Eglises d'Asie

Asie centrale : de petits groupes de chrétiens survivent parmi les 400 000 Coréens des cinq nouvelles républiques à majorité musulmane

Publié le 18/03/2010




Alexandre Chun est Ouzbek et chrétien. Il est l’un des 400 000 Coréens vivant aujourd’hui dans les républiques d’Asie centrale. La présence de Coréens en ces lieux remonte au début du siècle. C’est en effet aux alentours de 1919 que des milliers de Coréens ont fui ce qui est aujourd’hui la Corée du Nord pour échapper aux troupes japonaises. Une autre vague d’immigration s’est produite dans les années 30 pour les mêmes raisons.
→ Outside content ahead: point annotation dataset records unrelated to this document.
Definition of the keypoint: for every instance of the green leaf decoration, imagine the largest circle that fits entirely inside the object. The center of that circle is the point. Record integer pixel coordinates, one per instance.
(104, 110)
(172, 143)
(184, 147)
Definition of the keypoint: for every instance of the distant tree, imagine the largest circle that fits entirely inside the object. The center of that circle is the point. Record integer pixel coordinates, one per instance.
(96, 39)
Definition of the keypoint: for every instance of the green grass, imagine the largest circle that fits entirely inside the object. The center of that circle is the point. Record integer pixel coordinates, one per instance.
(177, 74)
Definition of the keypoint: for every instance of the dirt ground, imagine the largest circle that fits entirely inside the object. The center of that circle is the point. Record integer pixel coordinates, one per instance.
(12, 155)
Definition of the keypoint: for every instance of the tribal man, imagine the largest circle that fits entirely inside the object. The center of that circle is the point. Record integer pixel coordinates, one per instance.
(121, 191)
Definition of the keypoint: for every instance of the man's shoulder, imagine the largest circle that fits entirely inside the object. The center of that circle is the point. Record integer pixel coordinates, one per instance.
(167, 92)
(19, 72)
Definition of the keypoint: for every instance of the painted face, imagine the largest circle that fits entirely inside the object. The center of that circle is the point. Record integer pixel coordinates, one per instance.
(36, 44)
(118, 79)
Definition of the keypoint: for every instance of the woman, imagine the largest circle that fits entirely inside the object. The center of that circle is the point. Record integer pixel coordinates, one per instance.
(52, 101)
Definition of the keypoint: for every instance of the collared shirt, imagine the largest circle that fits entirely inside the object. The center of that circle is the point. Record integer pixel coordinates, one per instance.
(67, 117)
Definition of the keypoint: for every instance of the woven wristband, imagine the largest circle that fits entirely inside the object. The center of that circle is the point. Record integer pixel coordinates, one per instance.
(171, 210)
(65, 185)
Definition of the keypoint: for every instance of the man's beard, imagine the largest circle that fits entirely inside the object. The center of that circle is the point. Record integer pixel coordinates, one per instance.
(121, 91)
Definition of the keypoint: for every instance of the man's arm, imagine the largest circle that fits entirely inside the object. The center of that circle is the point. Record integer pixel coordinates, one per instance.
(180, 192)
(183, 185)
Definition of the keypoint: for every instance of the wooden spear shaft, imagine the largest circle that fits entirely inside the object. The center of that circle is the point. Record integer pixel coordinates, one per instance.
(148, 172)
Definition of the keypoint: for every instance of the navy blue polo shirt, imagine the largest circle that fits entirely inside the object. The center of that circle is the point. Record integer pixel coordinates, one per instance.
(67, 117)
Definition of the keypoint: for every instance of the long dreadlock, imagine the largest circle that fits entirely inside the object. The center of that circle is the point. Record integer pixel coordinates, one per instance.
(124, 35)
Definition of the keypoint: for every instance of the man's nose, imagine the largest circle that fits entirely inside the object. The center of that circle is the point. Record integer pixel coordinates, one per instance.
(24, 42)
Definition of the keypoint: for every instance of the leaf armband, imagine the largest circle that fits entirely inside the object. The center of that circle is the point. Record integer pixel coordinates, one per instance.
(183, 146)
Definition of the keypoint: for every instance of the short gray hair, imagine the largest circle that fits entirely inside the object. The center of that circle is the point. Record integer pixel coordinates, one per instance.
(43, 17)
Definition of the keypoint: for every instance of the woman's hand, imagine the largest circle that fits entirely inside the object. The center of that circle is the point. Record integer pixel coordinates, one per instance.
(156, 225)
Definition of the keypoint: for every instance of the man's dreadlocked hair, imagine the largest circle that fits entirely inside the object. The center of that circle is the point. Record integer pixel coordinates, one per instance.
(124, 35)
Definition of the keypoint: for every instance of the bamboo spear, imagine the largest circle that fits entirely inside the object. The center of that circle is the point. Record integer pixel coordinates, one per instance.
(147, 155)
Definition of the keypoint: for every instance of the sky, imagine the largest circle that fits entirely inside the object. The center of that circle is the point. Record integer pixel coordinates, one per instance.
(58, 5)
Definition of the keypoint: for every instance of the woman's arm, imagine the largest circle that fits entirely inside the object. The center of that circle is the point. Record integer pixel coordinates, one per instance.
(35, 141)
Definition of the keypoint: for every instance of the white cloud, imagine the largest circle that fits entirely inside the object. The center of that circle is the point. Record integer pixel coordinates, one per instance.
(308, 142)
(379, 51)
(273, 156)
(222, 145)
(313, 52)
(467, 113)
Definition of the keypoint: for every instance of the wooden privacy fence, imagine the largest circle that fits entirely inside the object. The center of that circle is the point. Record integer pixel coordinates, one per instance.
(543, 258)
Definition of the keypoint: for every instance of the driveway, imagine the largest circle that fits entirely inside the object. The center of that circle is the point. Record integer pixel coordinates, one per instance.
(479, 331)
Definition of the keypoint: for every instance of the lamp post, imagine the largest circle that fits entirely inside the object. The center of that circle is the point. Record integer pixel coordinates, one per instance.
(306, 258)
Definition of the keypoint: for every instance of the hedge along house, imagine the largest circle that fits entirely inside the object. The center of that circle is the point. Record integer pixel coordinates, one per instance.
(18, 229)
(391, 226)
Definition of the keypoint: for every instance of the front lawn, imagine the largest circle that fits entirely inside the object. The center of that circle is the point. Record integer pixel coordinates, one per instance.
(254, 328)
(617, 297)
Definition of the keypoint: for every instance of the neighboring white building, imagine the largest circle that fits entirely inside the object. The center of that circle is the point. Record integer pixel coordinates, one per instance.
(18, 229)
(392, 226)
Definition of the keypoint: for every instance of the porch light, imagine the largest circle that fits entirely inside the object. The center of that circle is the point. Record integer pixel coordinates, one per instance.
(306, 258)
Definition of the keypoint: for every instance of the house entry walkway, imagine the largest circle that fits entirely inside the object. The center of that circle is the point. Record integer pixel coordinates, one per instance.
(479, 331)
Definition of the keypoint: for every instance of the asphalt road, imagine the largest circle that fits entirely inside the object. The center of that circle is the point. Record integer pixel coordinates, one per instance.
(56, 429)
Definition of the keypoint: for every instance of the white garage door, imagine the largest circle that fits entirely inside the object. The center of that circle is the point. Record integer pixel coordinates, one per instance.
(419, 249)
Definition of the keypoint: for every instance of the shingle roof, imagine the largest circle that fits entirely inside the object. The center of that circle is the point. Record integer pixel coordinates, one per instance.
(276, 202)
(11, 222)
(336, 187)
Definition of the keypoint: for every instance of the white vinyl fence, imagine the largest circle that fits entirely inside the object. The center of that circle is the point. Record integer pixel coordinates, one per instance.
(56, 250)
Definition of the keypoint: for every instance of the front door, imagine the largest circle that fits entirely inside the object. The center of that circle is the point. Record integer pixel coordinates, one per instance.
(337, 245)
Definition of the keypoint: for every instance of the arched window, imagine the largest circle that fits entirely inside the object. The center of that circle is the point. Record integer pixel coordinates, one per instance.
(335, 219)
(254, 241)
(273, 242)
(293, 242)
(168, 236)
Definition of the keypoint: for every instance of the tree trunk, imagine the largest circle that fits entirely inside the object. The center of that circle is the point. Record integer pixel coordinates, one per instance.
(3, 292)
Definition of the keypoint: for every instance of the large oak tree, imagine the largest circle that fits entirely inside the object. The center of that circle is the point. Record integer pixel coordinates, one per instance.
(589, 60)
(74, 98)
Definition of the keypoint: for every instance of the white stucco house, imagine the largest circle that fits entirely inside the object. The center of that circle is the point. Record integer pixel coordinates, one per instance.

La plupart des Coréens soviétiques ont vécu dans la région de Vladivostock jusqu’au jour où Staline, ayant décidé de bâtir dans cette région des usines d’armement, s’avisa que la minorité coréenne pouvait devenir un risque pour la sécurité nationale. Les Coréens furent alors répartis en cinq groupes et dispersés en plein hiver à travers toute l’Asie centrale. La moitié d’entre eux moururent de froid et de faim dans les trains qui les transportaient. Aujourd’hui, si l’on en croit un recensement officiel effectué en 1989, la majorité des Coréens vivent en Ouzbékistan et au Kazakhstan (366 000). 18 000 environ habitent au Kirghizistan, 13 000 au Tadjikistan et quelques milliers seulement au Turkménistan.

Des chrétiens se trouvaient parmi ceux qui se réfugièrent au début du siècle en URSS. Au cours des années de régime communiste et d’éducation athée, leurs descendants ont souvent abandonné la foi chrétienne, mais un petit groupe a subsisté et tend aujourd’hui à s’agrandir. Alexandre Chun fait partie des convertis de fraîche date. Il est devenu chrétien en 1989 après sa rencontre du pasteur coréen d’une Eglise de Tachkent.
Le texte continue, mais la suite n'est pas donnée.